Proposed Working for Families Changes May Leave Some Families Worse Off, Warns FinCap
Proposed Working for Families Changes May Leave Some Families Worse Off, Warns FinCap
Concerns are mounting over proposed changes to the Working for Families scheme, with financial support organization FinCap warning that some families could be left without enough money to cover their weekly expenses. The changes, part of a broader government initiative to address the issue of Working for Families debt, have sparked significant debate among experts and families relying on the program.
According to a recent report, only 24% of households receiving weekly or fortnightly Working for Families payments were correctly assessed by the Inland Revenue Department (IRD) at the end of the tax year. This has resulted in over $300 million in outstanding debt, with many families struggling to repay the amounts they owe. The government has proposed a quarterly assessment system to adjust payments more frequently and reduce the risk of overpayments or underpayments.
Fleur Howard, CEO of FinCap, has raised serious concerns about the potential impact of this change on vulnerable families. While she acknowledges that a quarterly assessment period is an improvement over the current system, she warns that the proposed design may not be suitable for all families, particularly those already experiencing financial instability. Howard emphasized that the current system is not adequate to cover basic living expenses, and the proposed changes could make the situation worse for some households.

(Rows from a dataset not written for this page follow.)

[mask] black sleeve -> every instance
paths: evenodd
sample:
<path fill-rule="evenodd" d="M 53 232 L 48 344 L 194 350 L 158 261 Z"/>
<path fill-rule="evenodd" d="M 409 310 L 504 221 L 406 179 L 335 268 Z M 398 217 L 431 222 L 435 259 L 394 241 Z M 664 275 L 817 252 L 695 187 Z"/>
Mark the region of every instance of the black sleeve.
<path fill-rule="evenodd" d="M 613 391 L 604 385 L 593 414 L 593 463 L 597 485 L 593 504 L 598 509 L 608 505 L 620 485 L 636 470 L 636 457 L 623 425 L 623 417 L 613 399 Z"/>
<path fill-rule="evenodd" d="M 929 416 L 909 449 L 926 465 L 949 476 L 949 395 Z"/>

One example highlighted in the government's discussion document illustrates the potential risks. A sole parent who takes on temporary work for a short period may see her Working for Families credits reduced by $130 per week for the following quarter, even if she is no longer working. This is due to the system using income data from the previous quarter, which may not reflect her current situation accurately.
Howard explained that this 'lagged income' mechanism, while designed to ensure accuracy, could leave families in a worse financial position. She stressed that many families rely on timely payments to cover essential expenses, and any delay or reduction in support could lead to increased hardship. Similar concerns apply to families who lose their jobs and are forced to rely on benefits, as their reduced income may not be reflected in the Working for Families calculation for another quarter.

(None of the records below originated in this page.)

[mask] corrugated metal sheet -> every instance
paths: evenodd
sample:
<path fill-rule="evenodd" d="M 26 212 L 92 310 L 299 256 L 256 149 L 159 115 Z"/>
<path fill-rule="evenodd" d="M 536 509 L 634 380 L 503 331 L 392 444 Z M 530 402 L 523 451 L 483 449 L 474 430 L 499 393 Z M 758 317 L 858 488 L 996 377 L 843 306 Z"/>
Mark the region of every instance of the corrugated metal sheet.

Howard proposed a potential solution: adjusting the quarterly assessment period to look forward rather than backward. This would allow for more accurate and timely payments, particularly in situations where income fluctuates rapidly. She urged the government to consider the long-term impact of the proposed changes on vulnerable families and to ensure that the system is both responsive and fair.
As the government continues to review the Working for Families scheme, it remains to be seen whether these concerns will be addressed. For now, many families are left in limbo, unsure of how the changes will affect their financial stability.